As AI adoption has moved to the top of the business agenda, it has become a priority for C-suite and IT leaders to decide how to apply it within their organisations. 2025 was a year of broad AI experimentation – both internally, through AI training and using AI to make processes more efficient, and externally, as organisations have rushed to deploy AI-embedded solutions.
As released in RingCentral’s AI Trends Report, we see a stark difference between UK and US AI deployments in organisations. UK organisations have approached AI primarily as a productivity engine. The focus: automate tasks, streamline operations, and reduce costs. And in many cases, this strategy has paid off. Data shows that 60% of UK businesses report efficiency gains from AI adoption, while 49% have achieved measurable reductions in operating costs.
However, across the Atlantic, the picture looks different. 49% of US firms report improvements in customer experience, and 47% report better employee satisfaction. The contrast is telling. Where UK firms have used AI to do the same things faster, US firms are increasingly using it to do better things altogether.
This marks the next phase of AI maturity, where the most valuable use cases shift from internal productivity to richer customer engagement, more personalised service, and more consistent, insight-led interactions across every channel. There’s an opportunity cost here if UK organisations don’t shift their strategies, and in 2026, the UK will need to follow suit and pivot from efficiency to experience. So, what must UK organisations do to derive more value from AI in 2026?
The delivery gap holding UK businesses back
Despite growing ambition with AI, the reality is that many UK organisations are struggling to turn AI promise into production value. A third of businesses remain in exploration mode, and only 16% report successfully scaling AI initiatives. Too often, progress stalls at pilot projects and proof-of-concepts that never make it into daily operations.

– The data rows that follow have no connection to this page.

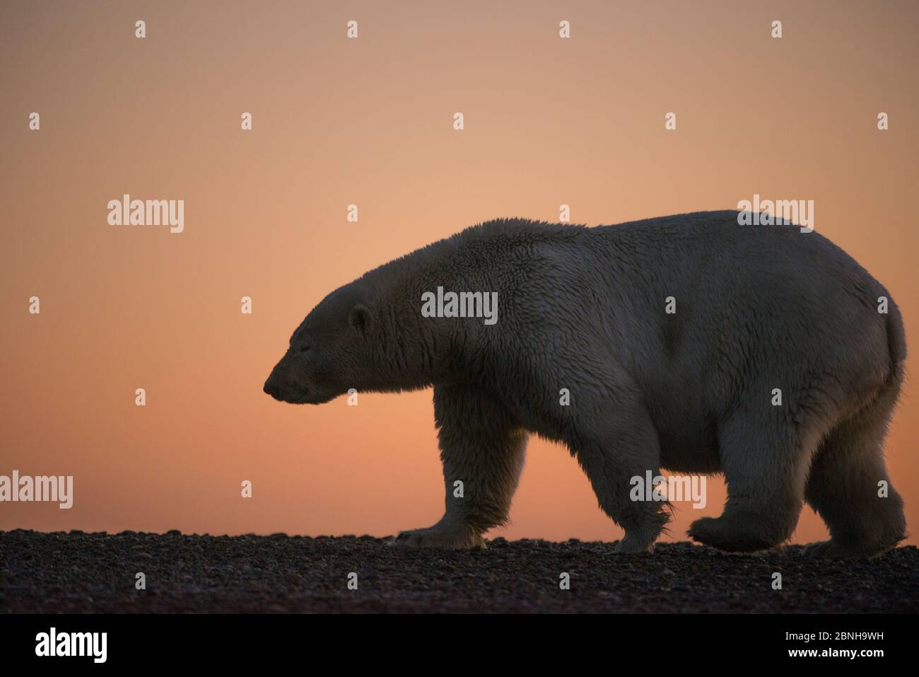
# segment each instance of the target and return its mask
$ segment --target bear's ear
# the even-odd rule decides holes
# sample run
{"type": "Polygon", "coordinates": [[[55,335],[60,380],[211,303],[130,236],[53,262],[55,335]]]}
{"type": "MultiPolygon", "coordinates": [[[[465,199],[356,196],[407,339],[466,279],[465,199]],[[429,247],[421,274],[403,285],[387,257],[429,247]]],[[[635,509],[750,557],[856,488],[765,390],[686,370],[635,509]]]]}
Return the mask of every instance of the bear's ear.
{"type": "Polygon", "coordinates": [[[370,311],[367,309],[366,305],[357,304],[347,314],[347,323],[357,333],[366,336],[370,328],[370,311]]]}

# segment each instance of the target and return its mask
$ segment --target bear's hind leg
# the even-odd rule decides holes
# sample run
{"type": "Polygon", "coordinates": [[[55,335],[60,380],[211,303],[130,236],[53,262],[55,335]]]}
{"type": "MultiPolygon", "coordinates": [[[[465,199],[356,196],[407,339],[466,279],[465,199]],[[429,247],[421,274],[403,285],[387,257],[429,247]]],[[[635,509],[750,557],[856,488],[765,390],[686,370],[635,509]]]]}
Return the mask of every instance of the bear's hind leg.
{"type": "Polygon", "coordinates": [[[528,433],[497,398],[470,386],[436,386],[434,415],[447,509],[434,526],[402,532],[395,543],[414,547],[482,546],[482,535],[507,521],[523,469],[528,433]]]}
{"type": "Polygon", "coordinates": [[[816,432],[802,431],[791,417],[736,411],[719,430],[728,485],[724,511],[720,517],[696,520],[688,535],[731,552],[763,550],[788,540],[803,506],[818,439],[816,432]]]}
{"type": "Polygon", "coordinates": [[[906,535],[903,500],[884,465],[887,423],[899,383],[838,424],[814,458],[805,498],[823,518],[830,540],[804,554],[823,557],[868,557],[894,547],[906,535]],[[886,496],[880,482],[886,482],[886,496]]]}

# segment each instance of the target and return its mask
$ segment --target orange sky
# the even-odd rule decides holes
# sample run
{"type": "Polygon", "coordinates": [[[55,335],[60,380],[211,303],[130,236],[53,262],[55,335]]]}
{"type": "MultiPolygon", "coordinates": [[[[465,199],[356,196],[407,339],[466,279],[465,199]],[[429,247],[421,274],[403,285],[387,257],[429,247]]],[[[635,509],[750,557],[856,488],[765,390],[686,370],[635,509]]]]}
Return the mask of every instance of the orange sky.
{"type": "MultiPolygon", "coordinates": [[[[816,229],[888,287],[912,346],[914,2],[430,5],[0,5],[0,475],[74,476],[73,509],[3,503],[0,529],[435,522],[430,391],[292,407],[262,383],[329,291],[497,216],[555,221],[565,203],[596,225],[813,200],[816,229]],[[109,226],[123,193],[184,200],[185,232],[109,226]]],[[[913,533],[915,387],[888,442],[913,533]]],[[[677,504],[675,537],[720,513],[723,484],[709,488],[705,510],[677,504]]],[[[511,518],[492,535],[621,535],[539,441],[511,518]]],[[[806,508],[794,540],[824,534],[806,508]]]]}

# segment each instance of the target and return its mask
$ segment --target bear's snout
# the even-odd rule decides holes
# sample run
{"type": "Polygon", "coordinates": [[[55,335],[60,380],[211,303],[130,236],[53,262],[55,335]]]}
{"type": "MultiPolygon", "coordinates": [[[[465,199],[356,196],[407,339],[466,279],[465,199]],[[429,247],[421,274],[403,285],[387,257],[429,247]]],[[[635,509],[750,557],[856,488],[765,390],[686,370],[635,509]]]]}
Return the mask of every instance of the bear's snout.
{"type": "Polygon", "coordinates": [[[275,380],[274,372],[271,373],[271,375],[268,376],[267,380],[265,382],[265,387],[263,390],[275,399],[278,401],[281,400],[281,386],[278,385],[278,382],[275,380]]]}
{"type": "Polygon", "coordinates": [[[278,364],[271,370],[271,375],[262,388],[278,402],[299,402],[306,395],[307,389],[290,382],[289,374],[278,364]]]}

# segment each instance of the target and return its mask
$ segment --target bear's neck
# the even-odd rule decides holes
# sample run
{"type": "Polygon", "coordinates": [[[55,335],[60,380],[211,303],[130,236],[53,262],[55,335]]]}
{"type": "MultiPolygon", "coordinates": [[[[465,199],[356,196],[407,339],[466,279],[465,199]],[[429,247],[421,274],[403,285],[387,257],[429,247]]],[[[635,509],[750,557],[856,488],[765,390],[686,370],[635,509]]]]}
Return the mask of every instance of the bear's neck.
{"type": "Polygon", "coordinates": [[[484,294],[492,290],[469,277],[450,280],[442,271],[419,277],[421,280],[410,285],[410,290],[403,288],[387,304],[391,312],[383,323],[380,343],[384,351],[381,357],[390,365],[388,375],[392,386],[411,390],[474,382],[475,365],[486,352],[482,343],[484,318],[457,316],[458,306],[450,306],[448,293],[484,294]],[[426,308],[425,299],[428,302],[426,308]]]}

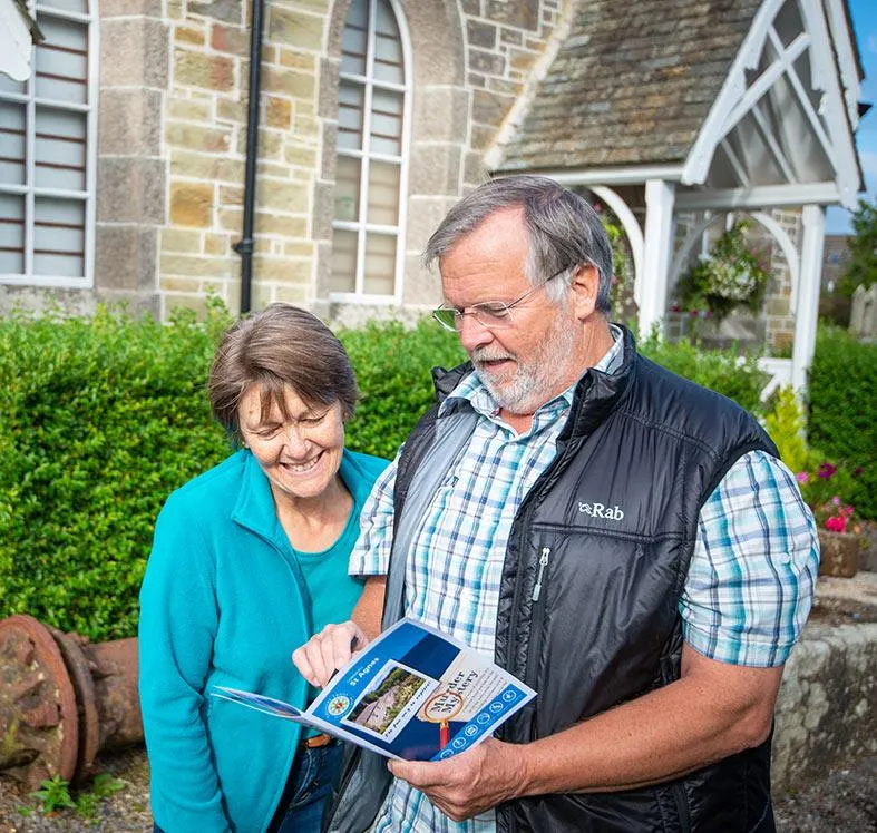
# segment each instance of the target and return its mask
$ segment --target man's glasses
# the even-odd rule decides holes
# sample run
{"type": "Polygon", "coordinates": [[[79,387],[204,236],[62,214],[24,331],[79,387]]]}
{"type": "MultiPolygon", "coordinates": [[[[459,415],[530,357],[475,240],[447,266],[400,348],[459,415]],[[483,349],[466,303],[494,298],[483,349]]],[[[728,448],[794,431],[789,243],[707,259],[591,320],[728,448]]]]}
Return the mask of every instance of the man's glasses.
{"type": "Polygon", "coordinates": [[[445,327],[445,330],[459,330],[462,327],[462,318],[466,315],[471,315],[483,327],[487,330],[508,330],[515,321],[511,317],[511,308],[517,306],[522,301],[525,301],[537,290],[542,290],[549,281],[559,277],[566,272],[567,267],[562,268],[559,272],[552,275],[549,278],[543,281],[538,286],[527,290],[523,295],[509,301],[507,304],[503,301],[485,301],[480,304],[474,304],[468,310],[458,310],[456,306],[447,306],[442,304],[432,312],[432,317],[445,327]]]}

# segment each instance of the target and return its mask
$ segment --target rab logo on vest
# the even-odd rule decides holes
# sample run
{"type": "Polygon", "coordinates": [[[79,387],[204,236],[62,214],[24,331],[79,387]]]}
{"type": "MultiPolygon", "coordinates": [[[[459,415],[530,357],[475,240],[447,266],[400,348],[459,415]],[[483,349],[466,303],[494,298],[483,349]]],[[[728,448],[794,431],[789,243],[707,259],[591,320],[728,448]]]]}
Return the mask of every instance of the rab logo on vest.
{"type": "Polygon", "coordinates": [[[624,512],[621,507],[606,507],[603,503],[581,503],[578,511],[589,514],[592,518],[606,518],[607,520],[622,520],[624,512]]]}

To close this gap, speed to impact must overtake “proof of concept” as the measure of maturity. The firms that have learned to embed AI into daily workflows will shorten their time-to-value from months to weeks, turning ambition into measurable outcomes. AI maturity is measured by how quickly it delivers meaningful outcomes — for customers, employees, and the business.
Organisations that succeed take a different approach. Instead of asking, “What can AI do?”, they ask, “Where are my customers and employees struggling the most?” They prioritise understanding the pain points felt on a daily basis where AI can make an impactful difference. Customers and teams often have to spend a huge amount of time switching between calls, messages, meetings, and email just to get simple things done. Instead, embedded AI can summarise meetings, capture decisions and action items, and surface relevant context during conversations. The result is a dramatic reduction in time-to-value, from months to weeks.
The shift from efficiency to experience
While efficiency is always important, alone it’s no longer a differentiator. Customers now expect fast, seamless, and personalised interactions as standard. They want to be recognised, understood, and supported without having to repeat themselves. Employees, meanwhile, expect tools that reduce friction, not just workload, with solutions that help them deliver greater customer service.
AI is uniquely positioned to bridge this gap as it is able to analyze business conversations and pluck out the insights an organization needs to resolve any issues. Customer experience is no longer owned by a single team or channel; it spans contact centres, messaging apps, video calls, voice, and internal collaboration. AI that sits outside these workflows adds complexity. AI that lives within them creates impact.
This is where the UK opportunity lies. Moving beyond automation towards augmentation, so that employees feel empowered with real-time insights, recommended actions, and unified customer context, allows organisations to improve experiences at scale without sacrificing efficiency.
Embedding AI into everyday conversations
Every customer interaction is a moment of truth, yet too many are still fragmented across systems, channels, and teams. AI can unify these moments — transcribing conversations, surfacing insights in real time, summarising outcomes, and ensuring follow-up actions are never missed.
When AI is embedded into a unified communications and contact centre platform, it becomes invisible but powerful. Agents spend less time searching for information and more time listening. Managers gain insight into sentiment and performance without manual analysis. Customers feel heard, understood, and valued.
Crucially, this also improves employee satisfaction. AI that reduces cognitive load and administrative work helps employees focus on what they do best: solving problems and building relationships. This is a key reason US organisations are already seeing gains in both CX and EX, and a lesson UK firms cannot afford to ignore.
The path forward for UK organisations
As AI adoption accelerates, UK leaders face a choice. Continue optimising for efficiency alone, or embrace AI as a strategic driver of experience and differentiation. The latter requires a mindset shift: from experimentation to execution, from isolated tools to integrated platforms, and from productivity metrics to experience outcomes.
By 2026, the organisations that lead will be those that treat AI not as a bolt-on, but as a core capability embedded into everyday workflows. They will measure success by how quickly they can turn insight into action, and how consistently they can deliver great experiences at scale.
AI’s first chapter in the UK has been about doing more with less. The next chapter must be about doing better, for customers, for employees, and for the long-term resilience of the business.